80 years of Shelsley Walsh
Eighty years of the Midland AC’s Shelsley Walsh hill-climb were commemorated at this famous venue during the British Hill Climb Championship there on August 11th, at a course where the record has gone from 77.6 sec in 1905 (Instone’s Daimler) to 26.08 sec. in 1983 (Douglas-Osborn’s Pilbeam). Apart from the potent modern cars striving for FTD over a wet course in the morning and a dry one after lunch, many well-known past Shelsley celebrities were present, and historic cars drove up the hill as fast as they could. Club officials greeted their guests at lunch but there were no speeches.

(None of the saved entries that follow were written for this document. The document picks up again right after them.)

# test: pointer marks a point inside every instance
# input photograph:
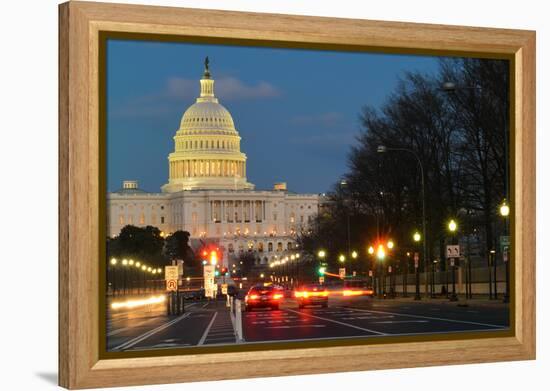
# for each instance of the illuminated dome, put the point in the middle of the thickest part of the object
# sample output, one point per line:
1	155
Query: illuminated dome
207	152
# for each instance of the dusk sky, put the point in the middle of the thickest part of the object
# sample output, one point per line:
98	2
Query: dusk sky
297	111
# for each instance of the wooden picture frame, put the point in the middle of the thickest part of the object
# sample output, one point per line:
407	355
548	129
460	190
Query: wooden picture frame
80	167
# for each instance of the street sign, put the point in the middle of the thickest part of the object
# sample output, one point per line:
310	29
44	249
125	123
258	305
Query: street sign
209	273
453	251
171	273
342	272
172	285
505	240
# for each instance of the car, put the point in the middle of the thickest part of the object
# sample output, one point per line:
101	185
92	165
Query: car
311	294
260	296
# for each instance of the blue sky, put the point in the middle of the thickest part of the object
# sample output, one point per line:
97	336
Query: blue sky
297	111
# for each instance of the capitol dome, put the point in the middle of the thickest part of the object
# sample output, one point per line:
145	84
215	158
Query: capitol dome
207	152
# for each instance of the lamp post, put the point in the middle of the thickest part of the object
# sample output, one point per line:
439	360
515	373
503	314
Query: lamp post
113	265
384	149
380	255
505	212
452	228
417	238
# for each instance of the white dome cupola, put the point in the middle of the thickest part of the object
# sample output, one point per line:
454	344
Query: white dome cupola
207	153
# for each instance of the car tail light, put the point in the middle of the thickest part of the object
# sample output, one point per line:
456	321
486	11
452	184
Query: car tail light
250	297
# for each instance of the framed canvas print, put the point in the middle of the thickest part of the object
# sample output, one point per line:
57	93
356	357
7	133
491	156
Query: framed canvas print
269	193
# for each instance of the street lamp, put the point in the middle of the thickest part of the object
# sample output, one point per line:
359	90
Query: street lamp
505	212
452	228
384	149
113	263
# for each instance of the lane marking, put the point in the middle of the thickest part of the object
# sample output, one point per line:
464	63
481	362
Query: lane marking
402	321
433	318
338	322
201	341
140	324
296	326
146	335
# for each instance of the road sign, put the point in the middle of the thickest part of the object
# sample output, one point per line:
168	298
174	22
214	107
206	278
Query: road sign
505	240
171	273
209	291
453	251
209	273
342	272
172	285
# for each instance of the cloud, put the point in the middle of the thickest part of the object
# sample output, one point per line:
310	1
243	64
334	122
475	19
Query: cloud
328	119
329	139
177	91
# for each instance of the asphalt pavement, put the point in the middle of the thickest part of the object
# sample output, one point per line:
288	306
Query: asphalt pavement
209	322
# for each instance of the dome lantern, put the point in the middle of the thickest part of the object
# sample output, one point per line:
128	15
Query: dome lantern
207	151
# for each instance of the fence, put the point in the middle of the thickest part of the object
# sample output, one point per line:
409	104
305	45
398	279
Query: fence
480	280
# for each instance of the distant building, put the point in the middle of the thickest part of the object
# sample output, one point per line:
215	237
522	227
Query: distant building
208	193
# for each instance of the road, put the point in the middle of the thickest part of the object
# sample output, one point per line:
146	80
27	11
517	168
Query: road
209	323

The speedy cavalcade included the impressive 4WD Bugatti handled well by Geoffrey St John, Sewell’s Brescia Bugatti, Joseland in the supercharged Frazer Nash “Terror”, the 1908 Napier, Bob Roberts in the Sunbeam “Tiger” and Ghosh in the Vauxhall-Villiers, the last-named going fast enough to clip the bank in the wet – 49.6 sec and 69 mph through the traps. Later histories included Fyle’s Cooper-JAP 1100, Peskett’s Cooper-Daimler, Richards’ HWM-Jaguar and Tony Marsh who had lost none of his skill since he last drove the 4 WD Marsh-BRM in anger in 1967. There was also a handicap class for historic Shelsley cars which gave us a taste of the BHD, the GN “Salome”, Footitt’s AC/GN that clocked 44. 72 sec in the wet, Spollon’s ERA R8C that earlier this year went faster here than any other pre-war car, doing 45.26 sec and going through the trap at 74 mph in the wet, and runs against the clock by some of the demonstration cars.

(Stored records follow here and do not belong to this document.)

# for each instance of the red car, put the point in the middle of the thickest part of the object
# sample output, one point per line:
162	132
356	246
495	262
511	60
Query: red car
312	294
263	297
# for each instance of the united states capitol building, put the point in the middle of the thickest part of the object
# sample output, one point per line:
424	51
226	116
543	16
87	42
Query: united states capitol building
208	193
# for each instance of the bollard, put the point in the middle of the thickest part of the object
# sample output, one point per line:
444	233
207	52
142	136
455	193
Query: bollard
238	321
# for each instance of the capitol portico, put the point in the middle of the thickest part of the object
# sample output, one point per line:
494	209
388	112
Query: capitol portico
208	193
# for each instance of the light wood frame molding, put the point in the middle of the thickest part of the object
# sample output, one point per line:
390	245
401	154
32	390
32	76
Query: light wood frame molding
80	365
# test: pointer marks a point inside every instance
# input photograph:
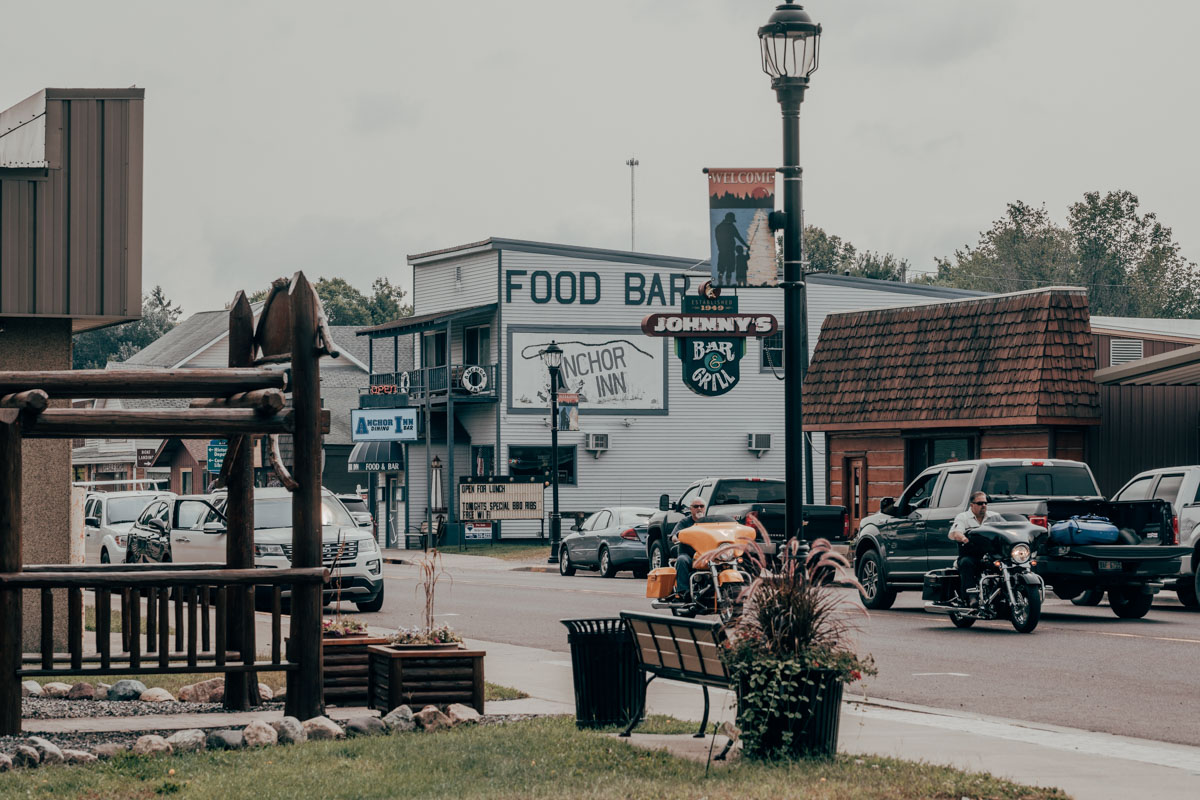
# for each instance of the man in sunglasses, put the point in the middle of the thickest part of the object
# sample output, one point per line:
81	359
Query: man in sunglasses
969	558
683	560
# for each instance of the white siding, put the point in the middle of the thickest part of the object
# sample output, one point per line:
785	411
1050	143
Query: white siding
648	455
437	287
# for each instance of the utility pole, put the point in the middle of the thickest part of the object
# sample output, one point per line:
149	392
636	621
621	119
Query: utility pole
633	224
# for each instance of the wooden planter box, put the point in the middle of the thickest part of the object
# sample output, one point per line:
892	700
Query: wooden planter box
345	660
425	677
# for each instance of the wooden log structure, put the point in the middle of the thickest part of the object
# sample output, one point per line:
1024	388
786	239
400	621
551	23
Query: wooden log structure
143	383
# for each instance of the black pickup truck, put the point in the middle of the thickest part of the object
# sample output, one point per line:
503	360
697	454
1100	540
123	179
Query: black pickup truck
895	547
737	498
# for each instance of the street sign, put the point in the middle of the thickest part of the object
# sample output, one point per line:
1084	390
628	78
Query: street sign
499	497
709	325
217	449
383	425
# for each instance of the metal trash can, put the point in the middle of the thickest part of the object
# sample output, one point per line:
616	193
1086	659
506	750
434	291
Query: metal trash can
609	685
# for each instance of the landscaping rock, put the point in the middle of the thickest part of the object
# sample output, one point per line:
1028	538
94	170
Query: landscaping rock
108	749
151	745
462	714
78	757
323	728
365	727
259	734
25	756
187	741
431	719
289	731
83	691
225	740
207	691
400	719
48	752
126	690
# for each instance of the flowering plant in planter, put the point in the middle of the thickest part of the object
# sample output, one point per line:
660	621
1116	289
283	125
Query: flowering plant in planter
342	626
791	653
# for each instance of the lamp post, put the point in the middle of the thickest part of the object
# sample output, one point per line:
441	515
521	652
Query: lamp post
552	356
790	43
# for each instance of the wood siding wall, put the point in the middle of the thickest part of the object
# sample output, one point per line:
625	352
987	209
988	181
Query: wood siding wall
71	234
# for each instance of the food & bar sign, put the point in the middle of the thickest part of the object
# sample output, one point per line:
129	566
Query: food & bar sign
498	497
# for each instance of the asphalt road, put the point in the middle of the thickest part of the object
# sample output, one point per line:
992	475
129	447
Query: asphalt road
1081	668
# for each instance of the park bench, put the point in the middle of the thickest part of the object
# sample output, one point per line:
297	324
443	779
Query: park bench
687	650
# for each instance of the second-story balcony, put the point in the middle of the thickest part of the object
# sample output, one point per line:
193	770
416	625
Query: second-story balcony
466	382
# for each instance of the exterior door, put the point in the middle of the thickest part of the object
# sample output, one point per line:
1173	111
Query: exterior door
855	491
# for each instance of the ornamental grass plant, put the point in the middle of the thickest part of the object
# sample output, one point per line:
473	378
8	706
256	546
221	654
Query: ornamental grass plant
791	651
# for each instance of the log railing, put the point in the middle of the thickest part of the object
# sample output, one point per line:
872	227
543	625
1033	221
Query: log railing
193	600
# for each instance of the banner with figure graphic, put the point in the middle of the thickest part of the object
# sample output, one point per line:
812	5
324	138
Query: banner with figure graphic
743	247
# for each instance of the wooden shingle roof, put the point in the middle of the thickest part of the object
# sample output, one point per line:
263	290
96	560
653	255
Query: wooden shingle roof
1018	359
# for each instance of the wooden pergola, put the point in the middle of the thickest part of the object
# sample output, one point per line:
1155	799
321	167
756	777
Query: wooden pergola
235	403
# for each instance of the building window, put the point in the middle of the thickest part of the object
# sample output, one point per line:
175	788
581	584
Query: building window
771	353
927	451
483	461
528	461
477	344
1125	350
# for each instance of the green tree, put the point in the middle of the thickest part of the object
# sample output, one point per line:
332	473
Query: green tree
1131	260
94	349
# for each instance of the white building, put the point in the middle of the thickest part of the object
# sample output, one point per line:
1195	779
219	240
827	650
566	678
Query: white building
496	304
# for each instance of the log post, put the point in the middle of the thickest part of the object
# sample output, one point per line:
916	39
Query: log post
305	696
10	561
241	689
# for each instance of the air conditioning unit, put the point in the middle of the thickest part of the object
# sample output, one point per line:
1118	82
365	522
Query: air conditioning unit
595	443
759	443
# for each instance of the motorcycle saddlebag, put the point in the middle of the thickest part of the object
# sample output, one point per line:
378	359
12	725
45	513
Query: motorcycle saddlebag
1084	530
660	583
940	585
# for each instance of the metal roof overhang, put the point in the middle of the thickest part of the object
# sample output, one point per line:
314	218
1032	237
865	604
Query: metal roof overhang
424	323
375	456
1174	368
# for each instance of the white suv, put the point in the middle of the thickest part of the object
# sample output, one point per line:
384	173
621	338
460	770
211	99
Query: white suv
1180	486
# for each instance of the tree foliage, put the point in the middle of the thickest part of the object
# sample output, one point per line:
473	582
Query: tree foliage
1128	260
94	349
346	305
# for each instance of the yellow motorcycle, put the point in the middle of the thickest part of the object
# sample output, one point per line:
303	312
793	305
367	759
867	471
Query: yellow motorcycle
717	579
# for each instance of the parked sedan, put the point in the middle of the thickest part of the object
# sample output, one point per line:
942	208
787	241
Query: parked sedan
609	541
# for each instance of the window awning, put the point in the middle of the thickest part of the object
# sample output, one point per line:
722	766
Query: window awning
424	323
376	457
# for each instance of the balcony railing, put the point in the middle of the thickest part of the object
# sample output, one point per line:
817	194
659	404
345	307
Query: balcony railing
465	380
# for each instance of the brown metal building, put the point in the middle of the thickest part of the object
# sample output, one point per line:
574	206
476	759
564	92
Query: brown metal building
70	258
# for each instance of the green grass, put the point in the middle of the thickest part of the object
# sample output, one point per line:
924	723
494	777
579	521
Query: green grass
537	758
497	692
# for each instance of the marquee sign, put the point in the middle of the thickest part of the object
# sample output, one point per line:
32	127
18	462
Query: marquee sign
499	497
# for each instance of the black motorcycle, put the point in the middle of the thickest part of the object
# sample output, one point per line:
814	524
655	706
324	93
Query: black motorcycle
1008	588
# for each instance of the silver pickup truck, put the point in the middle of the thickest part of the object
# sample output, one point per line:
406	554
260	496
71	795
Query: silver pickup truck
907	537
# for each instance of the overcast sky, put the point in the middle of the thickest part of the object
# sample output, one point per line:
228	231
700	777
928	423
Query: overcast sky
340	137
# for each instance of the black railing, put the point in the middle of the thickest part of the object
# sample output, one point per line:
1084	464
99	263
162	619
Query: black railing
465	379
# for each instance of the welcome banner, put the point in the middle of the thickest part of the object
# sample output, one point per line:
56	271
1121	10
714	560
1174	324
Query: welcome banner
743	246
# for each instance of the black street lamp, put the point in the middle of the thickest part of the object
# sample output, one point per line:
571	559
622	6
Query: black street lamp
790	42
552	356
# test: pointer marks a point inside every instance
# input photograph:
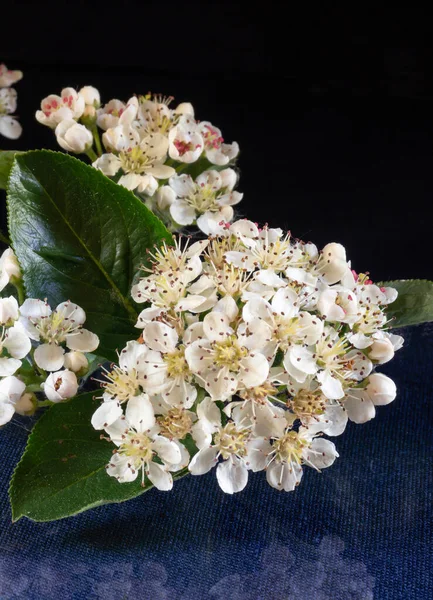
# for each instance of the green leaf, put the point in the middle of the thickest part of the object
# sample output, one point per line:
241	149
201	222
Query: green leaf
62	471
414	304
6	161
81	237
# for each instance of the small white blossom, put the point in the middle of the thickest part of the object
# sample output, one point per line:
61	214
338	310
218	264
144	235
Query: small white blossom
54	109
60	385
17	345
9	268
290	451
73	137
9	126
137	446
117	113
360	403
90	95
11	391
185	143
9	310
8	77
54	328
222	361
204	198
216	151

In addition it was marvellous to have as static exhibits the immortal Bolster Special “Bloody Mary” from the National Motor Museum and the 35 hp 1905 Daimler from the Coventry Motor Museum, but where was the GN “Spider” with which Basil Davenport made FTD on seven consecutive occasions, breaking the record four times, between 1926 and 1929? To commemorate the fact that motorcycles ran at Shelsley there were suitable two-wheeler runs, D.S.J. riding his 650 cc Tribsa. Altogether a memorable day, which the heavy rain in the morning failed to dampen. W.B.